If he had only chosen me cleanly, openly, bravely.
But life doesn’t bend backward for late sincerity.
One afternoon, I got a call from an unfamiliar number.
The voice on the other end was Sylvia’s.
“I know Bert has been looking for you,” she said, sounding tired. “We’re divorced now. I’m raising the baby myself. I won’t interfere with your lives. I just wanted to tell you this time he’s serious. He gave up a lot for you. Can’t you give him one more chance?”
“Sylvia,” I said evenly, “what happens between Bert and me has nothing to do with you anymore. And no, I won’t go back to him.”
Her silence lasted several seconds.
Then the line went dead.
Her call changed nothing.
What I wanted had never been for Bert to destroy his life trying to compensate me. I had wanted the one thing he had refused to give me from the beginning.
Truth.
Not long after that, I met the man who would become my husband.
His name was Liam Chen.
He was a doctor.
Gentle, kind, steady. The kind of man who never had to announce his love for you because you could feel it in every small thing he did.
He knew about my past.
All of it.
And instead of judging me, he only looked at me with quiet sorrow, as if he wished he could go back in time and stand between me and every wound I had ever suffered.
When I was upset, he listened without interrupting.
When I ran into trouble, he showed up before I even asked.
When I felt lost, he didn’t drag me in any direction.
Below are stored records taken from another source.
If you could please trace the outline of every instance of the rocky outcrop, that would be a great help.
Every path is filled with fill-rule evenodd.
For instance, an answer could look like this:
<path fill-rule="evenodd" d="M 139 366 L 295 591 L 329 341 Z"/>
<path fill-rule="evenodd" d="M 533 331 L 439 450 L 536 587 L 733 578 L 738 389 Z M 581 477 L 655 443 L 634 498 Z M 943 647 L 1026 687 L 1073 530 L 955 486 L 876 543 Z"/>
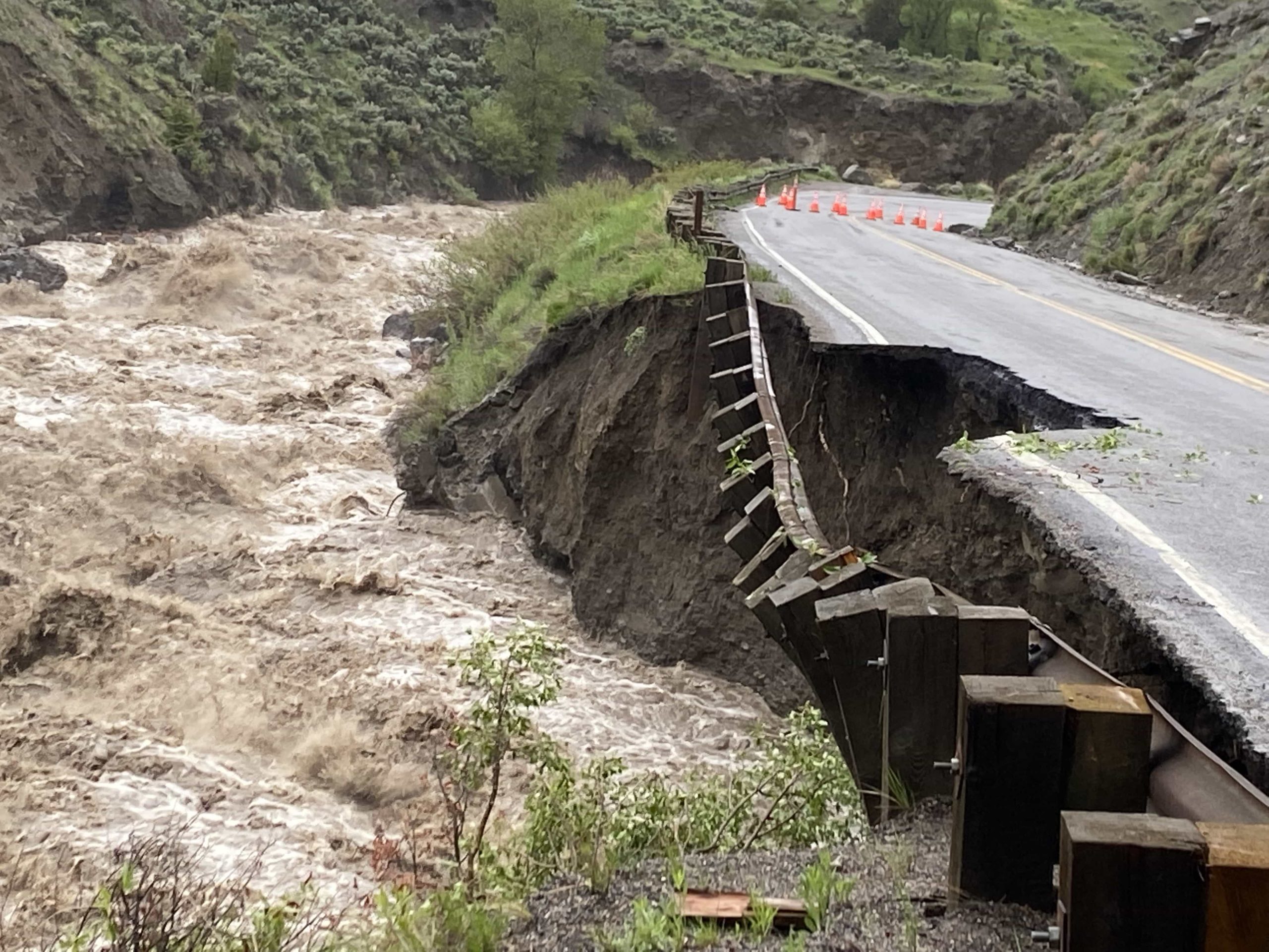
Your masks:
<path fill-rule="evenodd" d="M 0 284 L 10 281 L 29 281 L 48 293 L 66 283 L 66 269 L 27 248 L 0 251 Z"/>
<path fill-rule="evenodd" d="M 622 42 L 609 71 L 693 155 L 888 168 L 905 180 L 1000 182 L 1084 114 L 1061 96 L 982 104 L 898 96 L 806 76 L 742 75 L 669 47 Z"/>

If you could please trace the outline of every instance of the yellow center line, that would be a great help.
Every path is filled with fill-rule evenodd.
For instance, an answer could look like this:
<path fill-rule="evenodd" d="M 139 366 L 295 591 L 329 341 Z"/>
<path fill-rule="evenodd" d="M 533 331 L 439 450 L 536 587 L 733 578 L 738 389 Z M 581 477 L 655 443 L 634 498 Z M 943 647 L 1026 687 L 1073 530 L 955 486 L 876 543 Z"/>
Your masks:
<path fill-rule="evenodd" d="M 1061 303 L 1060 301 L 1053 301 L 1052 298 L 1044 297 L 1043 294 L 1033 294 L 1030 291 L 1024 291 L 1016 284 L 1010 284 L 1008 281 L 1001 281 L 1000 278 L 994 278 L 990 274 L 983 274 L 982 272 L 975 268 L 971 268 L 966 264 L 961 264 L 959 261 L 940 255 L 938 251 L 930 251 L 929 249 L 921 248 L 920 245 L 914 245 L 911 241 L 905 241 L 901 237 L 887 235 L 881 230 L 877 230 L 876 234 L 886 239 L 887 241 L 892 241 L 896 245 L 902 245 L 904 248 L 916 251 L 917 254 L 925 255 L 926 258 L 939 261 L 940 264 L 945 264 L 949 268 L 956 268 L 958 272 L 968 274 L 972 278 L 977 278 L 980 281 L 987 282 L 989 284 L 995 284 L 996 287 L 1013 291 L 1015 294 L 1025 297 L 1028 301 L 1034 301 L 1036 303 L 1044 305 L 1046 307 L 1052 307 L 1055 311 L 1061 311 L 1062 314 L 1070 315 L 1071 317 L 1079 317 L 1081 321 L 1093 324 L 1094 326 L 1101 327 L 1103 330 L 1108 330 L 1112 334 L 1118 334 L 1121 338 L 1127 338 L 1128 340 L 1133 340 L 1138 344 L 1145 344 L 1146 347 L 1154 348 L 1155 350 L 1167 354 L 1169 357 L 1175 357 L 1178 360 L 1184 360 L 1185 363 L 1193 367 L 1198 367 L 1199 369 L 1207 371 L 1208 373 L 1214 373 L 1217 377 L 1223 377 L 1225 380 L 1231 381 L 1232 383 L 1239 383 L 1244 387 L 1247 387 L 1250 390 L 1256 390 L 1261 393 L 1269 393 L 1269 382 L 1263 381 L 1259 377 L 1253 377 L 1249 373 L 1242 373 L 1242 371 L 1236 371 L 1232 367 L 1226 367 L 1223 363 L 1209 360 L 1206 357 L 1192 354 L 1189 350 L 1179 348 L 1175 344 L 1169 344 L 1164 340 L 1159 340 L 1157 338 L 1152 338 L 1148 334 L 1142 334 L 1141 331 L 1131 330 L 1128 327 L 1124 327 L 1122 324 L 1115 324 L 1114 321 L 1109 321 L 1105 317 L 1098 317 L 1095 314 L 1081 311 L 1077 307 L 1070 307 L 1067 305 Z"/>

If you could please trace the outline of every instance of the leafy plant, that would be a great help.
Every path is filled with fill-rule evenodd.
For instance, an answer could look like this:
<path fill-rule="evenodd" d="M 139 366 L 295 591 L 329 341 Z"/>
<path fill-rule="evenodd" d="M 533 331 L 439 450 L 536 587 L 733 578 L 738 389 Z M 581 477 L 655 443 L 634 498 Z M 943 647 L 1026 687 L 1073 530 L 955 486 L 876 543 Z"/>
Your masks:
<path fill-rule="evenodd" d="M 519 622 L 503 638 L 477 635 L 449 660 L 473 698 L 452 724 L 448 749 L 435 758 L 434 773 L 454 868 L 467 886 L 476 882 L 506 760 L 537 767 L 560 762 L 556 745 L 530 720 L 532 711 L 560 693 L 560 650 L 541 626 Z"/>
<path fill-rule="evenodd" d="M 829 850 L 821 849 L 799 880 L 798 896 L 806 902 L 807 928 L 820 932 L 827 922 L 829 906 L 849 897 L 854 885 L 854 880 L 834 869 Z"/>

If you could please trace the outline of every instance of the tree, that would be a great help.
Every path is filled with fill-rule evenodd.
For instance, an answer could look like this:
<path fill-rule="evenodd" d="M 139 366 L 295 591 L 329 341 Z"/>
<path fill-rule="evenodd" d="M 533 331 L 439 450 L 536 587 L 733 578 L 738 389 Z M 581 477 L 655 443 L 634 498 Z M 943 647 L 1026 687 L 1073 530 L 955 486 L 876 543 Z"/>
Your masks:
<path fill-rule="evenodd" d="M 486 99 L 472 109 L 472 135 L 476 154 L 495 175 L 520 179 L 536 171 L 533 142 L 503 98 Z"/>
<path fill-rule="evenodd" d="M 907 0 L 900 20 L 907 27 L 906 46 L 915 53 L 947 56 L 948 27 L 961 0 Z"/>
<path fill-rule="evenodd" d="M 575 0 L 497 0 L 497 25 L 489 60 L 503 81 L 499 99 L 524 129 L 534 176 L 548 182 L 603 69 L 604 28 Z"/>
<path fill-rule="evenodd" d="M 237 58 L 237 38 L 221 27 L 212 41 L 212 52 L 203 63 L 203 85 L 217 93 L 232 93 L 237 88 L 233 61 Z"/>
<path fill-rule="evenodd" d="M 983 34 L 1000 25 L 1000 0 L 962 0 L 962 10 L 970 23 L 971 34 L 964 58 L 981 60 Z"/>
<path fill-rule="evenodd" d="M 865 0 L 864 36 L 887 50 L 897 47 L 904 38 L 902 9 L 904 0 Z"/>

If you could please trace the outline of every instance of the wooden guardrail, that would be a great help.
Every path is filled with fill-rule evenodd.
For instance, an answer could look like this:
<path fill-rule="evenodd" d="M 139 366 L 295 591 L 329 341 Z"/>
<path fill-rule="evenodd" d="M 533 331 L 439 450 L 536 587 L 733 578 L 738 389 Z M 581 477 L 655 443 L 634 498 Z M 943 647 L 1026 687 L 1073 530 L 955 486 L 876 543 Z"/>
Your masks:
<path fill-rule="evenodd" d="M 869 816 L 952 795 L 949 900 L 1056 906 L 1037 938 L 1067 952 L 1264 952 L 1269 798 L 1025 611 L 972 605 L 825 538 L 745 258 L 700 216 L 802 170 L 685 189 L 666 226 L 707 255 L 689 405 L 716 400 L 733 584 L 815 691 Z"/>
He just stayed beside me until I found my footing again.
Being with Liam felt nothing like the love I had with Bert.
It wasn’t dramatic.
It wasn’t desperate.
It didn’t make me lose sleep or question my worth.
It felt safe.
And after everything I had lived through, safe was the most precious thing in the world.
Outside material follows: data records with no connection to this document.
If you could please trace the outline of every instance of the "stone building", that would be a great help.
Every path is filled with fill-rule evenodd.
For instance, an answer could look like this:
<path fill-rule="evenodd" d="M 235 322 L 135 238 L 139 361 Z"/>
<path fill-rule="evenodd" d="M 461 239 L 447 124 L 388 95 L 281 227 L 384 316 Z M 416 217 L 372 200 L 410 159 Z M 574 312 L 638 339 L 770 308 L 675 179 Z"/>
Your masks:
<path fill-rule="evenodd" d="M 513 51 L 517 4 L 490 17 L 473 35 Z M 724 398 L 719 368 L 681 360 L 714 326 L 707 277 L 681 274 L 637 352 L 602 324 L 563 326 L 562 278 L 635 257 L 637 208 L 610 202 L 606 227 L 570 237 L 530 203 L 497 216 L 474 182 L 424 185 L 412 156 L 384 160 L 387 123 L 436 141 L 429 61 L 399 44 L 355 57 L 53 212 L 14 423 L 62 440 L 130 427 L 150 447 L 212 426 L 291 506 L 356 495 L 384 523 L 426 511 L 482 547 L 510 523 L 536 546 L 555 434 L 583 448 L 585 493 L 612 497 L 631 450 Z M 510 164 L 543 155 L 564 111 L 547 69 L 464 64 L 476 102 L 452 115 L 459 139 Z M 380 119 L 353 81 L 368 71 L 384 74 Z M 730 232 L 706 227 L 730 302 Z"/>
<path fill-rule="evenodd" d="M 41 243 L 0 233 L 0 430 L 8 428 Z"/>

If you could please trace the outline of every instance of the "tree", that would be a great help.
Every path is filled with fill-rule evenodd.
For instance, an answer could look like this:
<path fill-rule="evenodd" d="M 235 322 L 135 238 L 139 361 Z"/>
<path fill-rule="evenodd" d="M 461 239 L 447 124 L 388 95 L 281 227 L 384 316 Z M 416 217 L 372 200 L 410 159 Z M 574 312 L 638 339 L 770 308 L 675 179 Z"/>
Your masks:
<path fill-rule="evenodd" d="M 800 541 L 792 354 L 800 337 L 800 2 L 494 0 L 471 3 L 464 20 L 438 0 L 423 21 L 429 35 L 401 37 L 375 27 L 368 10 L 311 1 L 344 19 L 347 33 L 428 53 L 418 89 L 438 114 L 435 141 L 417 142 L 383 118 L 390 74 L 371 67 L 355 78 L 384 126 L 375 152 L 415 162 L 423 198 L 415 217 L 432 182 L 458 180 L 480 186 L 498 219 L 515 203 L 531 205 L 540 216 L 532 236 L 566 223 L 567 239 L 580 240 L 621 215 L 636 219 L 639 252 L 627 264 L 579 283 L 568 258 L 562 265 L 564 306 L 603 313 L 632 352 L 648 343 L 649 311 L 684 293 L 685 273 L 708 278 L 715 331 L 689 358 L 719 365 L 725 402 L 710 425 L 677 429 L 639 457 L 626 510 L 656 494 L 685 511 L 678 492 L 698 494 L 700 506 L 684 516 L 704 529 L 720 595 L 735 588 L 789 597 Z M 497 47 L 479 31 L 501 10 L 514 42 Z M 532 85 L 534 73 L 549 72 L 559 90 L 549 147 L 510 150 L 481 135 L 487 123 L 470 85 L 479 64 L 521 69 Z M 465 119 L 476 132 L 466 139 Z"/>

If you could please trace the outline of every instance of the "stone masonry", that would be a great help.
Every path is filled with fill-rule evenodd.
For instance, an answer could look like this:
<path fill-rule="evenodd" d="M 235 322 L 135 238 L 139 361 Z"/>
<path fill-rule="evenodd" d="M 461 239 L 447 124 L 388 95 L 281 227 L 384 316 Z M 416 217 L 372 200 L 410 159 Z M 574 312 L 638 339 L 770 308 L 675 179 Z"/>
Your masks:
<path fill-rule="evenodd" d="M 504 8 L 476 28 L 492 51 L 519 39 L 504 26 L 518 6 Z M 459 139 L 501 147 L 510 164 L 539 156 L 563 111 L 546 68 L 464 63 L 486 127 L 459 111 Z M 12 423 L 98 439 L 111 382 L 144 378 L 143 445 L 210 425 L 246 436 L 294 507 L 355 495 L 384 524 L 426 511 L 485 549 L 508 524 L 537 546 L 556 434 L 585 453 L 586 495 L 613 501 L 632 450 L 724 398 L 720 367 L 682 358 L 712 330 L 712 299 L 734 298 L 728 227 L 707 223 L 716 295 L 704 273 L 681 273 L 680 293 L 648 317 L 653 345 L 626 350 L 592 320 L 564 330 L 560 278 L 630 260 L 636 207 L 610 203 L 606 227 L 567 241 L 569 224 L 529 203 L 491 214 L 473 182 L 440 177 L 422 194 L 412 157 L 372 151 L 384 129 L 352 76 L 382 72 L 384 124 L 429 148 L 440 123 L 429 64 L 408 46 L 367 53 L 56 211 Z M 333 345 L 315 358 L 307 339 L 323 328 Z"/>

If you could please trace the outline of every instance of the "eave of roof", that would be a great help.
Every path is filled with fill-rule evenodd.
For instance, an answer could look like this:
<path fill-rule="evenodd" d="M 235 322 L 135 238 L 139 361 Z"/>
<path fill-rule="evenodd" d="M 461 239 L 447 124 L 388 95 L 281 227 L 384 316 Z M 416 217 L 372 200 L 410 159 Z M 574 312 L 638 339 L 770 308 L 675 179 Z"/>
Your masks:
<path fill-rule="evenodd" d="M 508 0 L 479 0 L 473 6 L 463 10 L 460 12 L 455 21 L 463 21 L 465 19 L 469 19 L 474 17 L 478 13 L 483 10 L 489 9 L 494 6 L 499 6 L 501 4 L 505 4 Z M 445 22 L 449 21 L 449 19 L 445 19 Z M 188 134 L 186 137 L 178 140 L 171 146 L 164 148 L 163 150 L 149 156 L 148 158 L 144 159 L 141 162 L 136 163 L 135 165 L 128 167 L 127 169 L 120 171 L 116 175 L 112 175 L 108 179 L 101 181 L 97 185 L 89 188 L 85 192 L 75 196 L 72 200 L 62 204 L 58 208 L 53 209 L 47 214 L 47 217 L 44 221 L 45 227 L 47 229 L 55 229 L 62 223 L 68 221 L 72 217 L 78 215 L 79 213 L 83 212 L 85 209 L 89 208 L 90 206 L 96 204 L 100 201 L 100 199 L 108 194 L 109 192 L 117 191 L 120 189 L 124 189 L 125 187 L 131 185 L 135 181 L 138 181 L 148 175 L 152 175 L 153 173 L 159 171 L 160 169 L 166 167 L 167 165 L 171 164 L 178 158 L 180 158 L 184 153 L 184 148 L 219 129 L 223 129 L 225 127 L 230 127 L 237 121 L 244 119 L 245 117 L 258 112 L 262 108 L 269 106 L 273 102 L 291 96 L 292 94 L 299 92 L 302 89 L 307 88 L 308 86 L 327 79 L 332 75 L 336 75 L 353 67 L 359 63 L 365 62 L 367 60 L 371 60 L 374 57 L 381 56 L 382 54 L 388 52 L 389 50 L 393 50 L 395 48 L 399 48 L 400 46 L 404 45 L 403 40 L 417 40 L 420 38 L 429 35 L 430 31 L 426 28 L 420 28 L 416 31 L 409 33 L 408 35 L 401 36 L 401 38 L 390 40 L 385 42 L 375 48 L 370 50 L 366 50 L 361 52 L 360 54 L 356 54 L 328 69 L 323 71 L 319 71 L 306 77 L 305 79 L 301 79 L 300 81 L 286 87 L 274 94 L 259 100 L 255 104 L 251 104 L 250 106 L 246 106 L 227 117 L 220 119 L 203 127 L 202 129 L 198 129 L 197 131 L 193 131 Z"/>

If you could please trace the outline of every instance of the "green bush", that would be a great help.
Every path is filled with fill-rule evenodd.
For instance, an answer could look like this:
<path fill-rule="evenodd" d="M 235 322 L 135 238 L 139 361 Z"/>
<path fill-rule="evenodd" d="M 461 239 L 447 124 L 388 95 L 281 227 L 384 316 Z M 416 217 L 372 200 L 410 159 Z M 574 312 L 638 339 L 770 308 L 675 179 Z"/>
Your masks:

Six months after we started dating, Liam proposed.
There was no huge spectacle, no crowd, no grand gesture designed to impress anyone else.
He took me to the beach one ordinary night.
The wind was soft, the waves dark and endless, and he knelt down in the sand holding a simple ring.
“Shari,” he said, looking up at me with eyes so sincere they made my throat ache, “I know you’ve been through things no one should have to carry. I can’t promise life will always be easy. But I can promise you this. I will love you. I will never betray you. And I will never let you face pain alone. Will you marry me?”
I cried the second I nodded.
But those tears were different.
Those were tears that washed something clean.
When Bert found out I was engaged, he fell apart.
He showed up outside my office and blocked my path, eyes full of panic and despair.
“You’re really going to marry someone else?”
I looked at him calmly.
“Yes.”
“Give me one more chance,” he begged. “Please. I can’t lose you. I really know I was wrong now.”
“It’s too late, Bert.”
I said it gently, because hatred had long since burned itself out inside me.
“There are some things that, once broken, can never be made whole again. We ended a long time ago.”
He let out a laugh that sounded more like something tearing.
“How am I supposed to be happy without you?”
I looked at him for a long moment.
Then I answered with the truth.
“That stopped being my responsibility years ago.”
And I walked past him into the building while he stood there, unable to follow.